A Practical Takeaway
If you are still measuring success only through rankings and traffic, you are missing where decisions are increasingly made.
AI systems do not show ten blue links.
They show a small set of recommended options.
The difference between being ranked and being selected is where the real opportunity sits.
Check Where You Stand
If you want to understand how your brand performs inside AI-generated answers, you need to measure it directly.

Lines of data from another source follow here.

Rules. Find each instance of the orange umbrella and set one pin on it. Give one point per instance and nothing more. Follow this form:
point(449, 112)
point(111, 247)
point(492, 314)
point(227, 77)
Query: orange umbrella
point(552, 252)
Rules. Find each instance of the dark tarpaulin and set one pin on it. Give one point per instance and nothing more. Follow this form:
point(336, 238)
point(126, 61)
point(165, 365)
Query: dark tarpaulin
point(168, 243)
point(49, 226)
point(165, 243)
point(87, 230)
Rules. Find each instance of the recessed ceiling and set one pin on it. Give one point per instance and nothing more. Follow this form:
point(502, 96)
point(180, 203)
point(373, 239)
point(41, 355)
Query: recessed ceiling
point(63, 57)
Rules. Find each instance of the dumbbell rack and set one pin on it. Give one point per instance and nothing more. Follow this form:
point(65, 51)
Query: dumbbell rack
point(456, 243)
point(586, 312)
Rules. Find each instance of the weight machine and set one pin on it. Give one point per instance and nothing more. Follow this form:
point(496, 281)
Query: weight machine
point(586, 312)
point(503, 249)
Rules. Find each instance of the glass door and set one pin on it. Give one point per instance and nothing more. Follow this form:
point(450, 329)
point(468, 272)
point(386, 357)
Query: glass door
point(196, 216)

You can check your visibility, identify which competitors are being selected instead of you, and see where the gaps are.
Start here: Analyze your AI visibility
Frequently AskedQuestions
>What does it mean to improve GEO rankings?+
Improving GEO rankings means increasing how often your brand is included and positioned within AI-generated answers. Unlike traditional SEO rankings, GEO focuses on inclusion, consistency across models, and presence in decision-stage queries.
>Why was the company not visible in AI answers despite good SEO performance?+
Strong SEO does not guarantee AI visibility. AI systems prioritize entity clarity, narrative consistency, and contextual relevance. If these signals are weak or inconsistent, the brand may not be selected, even if it ranks well in search engines.
>What is the main difference between ranking and inclusion in AI systems?+
Ranking refers to where a page appears in search results. Inclusion refers to whether a brand is selected as part of an AI-generated answer. In AI systems, only a small number of brands are included, making inclusion more critical than ranking.
>How were the improvements in AI visibility achieved in this case study?+
The improvements came from aligning entity signals, standardizing brand messaging, mapping real buyer prompts, and restructuring existing content. The focus was not on creating more content, but on making existing content easier for AI systems to interpret and use.
>How can companies measure their AI visibility performance?+
AI visibility can be measured using metrics such as inclusion rate, top 3 presence, and cross-model consistency. These metrics help identify where a brand appears in AI answers, which competitors are selected instead, and where optimization is needed.